Uma ponte desabada. Esse foi o resultado em ambos os casos, o de Baltimore e o de Ferrol, com 26 anos de diferença. Embora no primeiro caso a causa pareça ser uma “perda de propulsão” que impediu a tripulação de controlar o barco e no segundo, o da Galiza, foi o clima que desempenhou um papel fundamental, o resultado foi mais ou menos o mesmo: uma colisão violenta contra uma ponte.
O Dali atingiu um dos pilares da Francis Scott Key, a maior ponte de Baltimore, causando o colapso da estrutura. Em Janeiro de 1998, a Discover Entrerprise acabou por embater na ponte mais icónica de Ferrol, a ponte As Pías, que atravessa a ria e liga Fene a Ferrol, com tal violência que deixou um enorme estrago de cerca de 100 metros no viaduto e forçou a sua reconstrução.
A tempestade perfeita. “Houve muitas coincidências: o vento, o facto do barco não estar bem amarrado, que os direcionou para um determinado ponto e que foram precisamente para o centro, para o ponto mais fraco, o da proa”, reconhece. A voz da Galiza Manuel Fernández-castro Cancela, então Vereador de Trânsito de Ferrol. A ligação com a qual foi informado do acidente o pegou já na cama, dormindo, e ele teve que demorar para assimilar o ocorrido: “O que significou bater?”, respondeu ele quando lhe contaram o que o Discover tinha feito.
De segundos… a semanas e anos. O acidente ocorreu em ambos os casos em questão de segundos. Suas consequências, porém, duram muito mais tempo. No caso de Baltimore, as autoridades ainda procuravam esta manhã seis pessoas desaparecidas. No caso de Ferrol, o incidente causou um problema logístico que complicou as comunicações entre a cidade e seu entorno. De terem acesso ágil, rápido e direto, os motoristas passaram a enfrentar um desvio de mais de 10 km.
“Entrar em Ferrol foi francamente horrível, as horas passaram”, lembra o ex-vereador, que comemora, claro, que os danos foram basicamente materiais.
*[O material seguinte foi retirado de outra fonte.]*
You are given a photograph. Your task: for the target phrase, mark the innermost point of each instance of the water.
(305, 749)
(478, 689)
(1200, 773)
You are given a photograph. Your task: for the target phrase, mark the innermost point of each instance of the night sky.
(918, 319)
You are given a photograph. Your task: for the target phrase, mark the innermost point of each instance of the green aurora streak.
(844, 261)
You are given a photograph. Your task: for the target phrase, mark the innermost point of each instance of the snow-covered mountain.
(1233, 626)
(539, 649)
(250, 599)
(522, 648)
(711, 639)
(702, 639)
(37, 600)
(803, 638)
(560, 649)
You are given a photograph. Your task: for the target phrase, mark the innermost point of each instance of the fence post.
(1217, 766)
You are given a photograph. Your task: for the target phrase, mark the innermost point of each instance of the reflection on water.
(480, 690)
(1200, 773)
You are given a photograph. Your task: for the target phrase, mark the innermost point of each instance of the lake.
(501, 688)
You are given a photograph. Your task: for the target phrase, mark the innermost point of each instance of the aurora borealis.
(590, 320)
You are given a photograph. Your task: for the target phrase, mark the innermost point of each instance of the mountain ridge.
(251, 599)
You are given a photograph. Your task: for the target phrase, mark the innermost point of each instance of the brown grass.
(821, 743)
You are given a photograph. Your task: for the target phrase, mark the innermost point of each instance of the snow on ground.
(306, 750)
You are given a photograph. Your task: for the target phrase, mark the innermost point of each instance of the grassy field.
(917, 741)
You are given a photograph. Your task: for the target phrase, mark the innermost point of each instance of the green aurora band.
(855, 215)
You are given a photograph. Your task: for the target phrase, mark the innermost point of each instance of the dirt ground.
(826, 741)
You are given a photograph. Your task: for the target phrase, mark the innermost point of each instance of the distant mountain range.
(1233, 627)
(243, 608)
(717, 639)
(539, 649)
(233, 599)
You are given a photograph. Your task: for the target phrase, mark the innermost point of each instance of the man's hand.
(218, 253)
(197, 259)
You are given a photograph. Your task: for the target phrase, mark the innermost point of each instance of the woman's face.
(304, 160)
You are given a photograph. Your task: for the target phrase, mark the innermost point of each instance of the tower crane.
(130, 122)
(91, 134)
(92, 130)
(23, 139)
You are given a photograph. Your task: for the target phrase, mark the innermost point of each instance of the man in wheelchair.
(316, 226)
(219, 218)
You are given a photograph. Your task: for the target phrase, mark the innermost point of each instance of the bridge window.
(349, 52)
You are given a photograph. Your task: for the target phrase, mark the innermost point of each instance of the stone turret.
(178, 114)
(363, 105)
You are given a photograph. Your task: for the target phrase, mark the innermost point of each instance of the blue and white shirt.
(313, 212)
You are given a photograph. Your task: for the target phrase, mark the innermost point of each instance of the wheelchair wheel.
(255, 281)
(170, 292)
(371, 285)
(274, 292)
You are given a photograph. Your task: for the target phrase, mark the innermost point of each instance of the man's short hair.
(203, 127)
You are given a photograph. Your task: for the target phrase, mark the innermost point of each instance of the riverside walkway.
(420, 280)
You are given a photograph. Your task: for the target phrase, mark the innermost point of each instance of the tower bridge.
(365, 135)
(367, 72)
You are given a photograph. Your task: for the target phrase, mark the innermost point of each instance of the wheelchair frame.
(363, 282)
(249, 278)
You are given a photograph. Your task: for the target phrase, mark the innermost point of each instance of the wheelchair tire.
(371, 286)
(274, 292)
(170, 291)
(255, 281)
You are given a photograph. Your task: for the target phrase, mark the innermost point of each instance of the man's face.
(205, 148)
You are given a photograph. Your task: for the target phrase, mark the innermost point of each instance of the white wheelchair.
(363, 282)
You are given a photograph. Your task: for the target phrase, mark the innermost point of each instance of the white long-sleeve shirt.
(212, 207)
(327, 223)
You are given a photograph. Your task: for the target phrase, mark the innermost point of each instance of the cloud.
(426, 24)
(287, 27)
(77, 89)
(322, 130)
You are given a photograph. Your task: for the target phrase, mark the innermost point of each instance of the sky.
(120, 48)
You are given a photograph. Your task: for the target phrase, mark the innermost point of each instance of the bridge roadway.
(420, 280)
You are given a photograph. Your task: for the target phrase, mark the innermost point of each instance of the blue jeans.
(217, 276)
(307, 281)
Como as tubulações de abastecimento que ligavam à estação de tratamento de água de Ferrol passavam pelo viaduto, vários municípios da região também ficaram sem abastecimento de água potável. O lado positivo é que o que aconteceu mostrou que a cidade precisava de melhores ligações e que os seus vizinhos não podiam depender apenas de uma ponte. As Pías foram reconstruídas num tempo recorde de 56 dias. Anos depois chegaria a rodovia AP-9, com novo trecho e viaduto no fundo do estuário.